Posts tagged ‘kenyan politics’

May 27, 2009

Mugumo

We must prune the old and unproductive branches but  the tree should not be uprooted.

In the fiery dawn of time, when the earth trembled in the throes of creation, a dense cloud of mist stood over the land as Ngai (GOD), the divider of the Universe, descended to earth, to his seat of mystery.There upon the dazzling snow capped peaks of the black crystal mountain called Kirinyaga, he made a dwelling place. From that day the mountain became his symbolic  abode and was revered as sacred ground.

One day, Ngai led Gikuyu, father of the Gikuyu nation, to the misty peaks of the sacred mountain. Pointing out the beauty of the land lying below he said:”You shall carve your inheritance from this land, it shall belong to you and your children’s children to be passed from generation to generation until the twilight of existence.”And so it became. The Agikuyu were given the land of rivers and ravines, of hills and valleys, of forests with all the creatures therein, and all the gifts of nature that Mugai, divider of the Universe had bestowed on his people.

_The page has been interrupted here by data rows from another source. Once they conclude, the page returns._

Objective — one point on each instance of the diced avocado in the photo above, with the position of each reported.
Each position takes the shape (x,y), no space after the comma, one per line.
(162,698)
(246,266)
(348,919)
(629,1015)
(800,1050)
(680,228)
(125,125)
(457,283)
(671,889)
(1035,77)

As the morning sun broke through the misty skies, Gikuyu did as his creator had commanded. He descended to Mukurwe wa Gathanga where a grove of sacred fig trees grew in rich red earth.Resting in the shade of the sacred grove, he found the most beautiful of women. Taking her to be his wife, he named her Mumbi, the creator or moulder of the tribe.From the sacred Mukuyu  grove, Gikuyu took his name. Together, Gikuyu and Mumbi built a home and gave birth to nine daughters.

Away from Myth

The (Mugumo/Mukuyu) fig tree is one of the more frequently mentioned trees in the Scriptures. It was from its leaves that Adam and Eve made their first covering (Gen. 3:7). The fig tree was valued first of all for its delicious, sweet fruit (Judges 9:11). It was also a symbol of prosperity and security: “and Judah and Israel dwelt safely, every man under his vine and under his fig tree” (1 Kings 4:25). It was an enjoyable thing to rest, meditate on God’s word, and pray in the shade of the fig tree. (John 1:48)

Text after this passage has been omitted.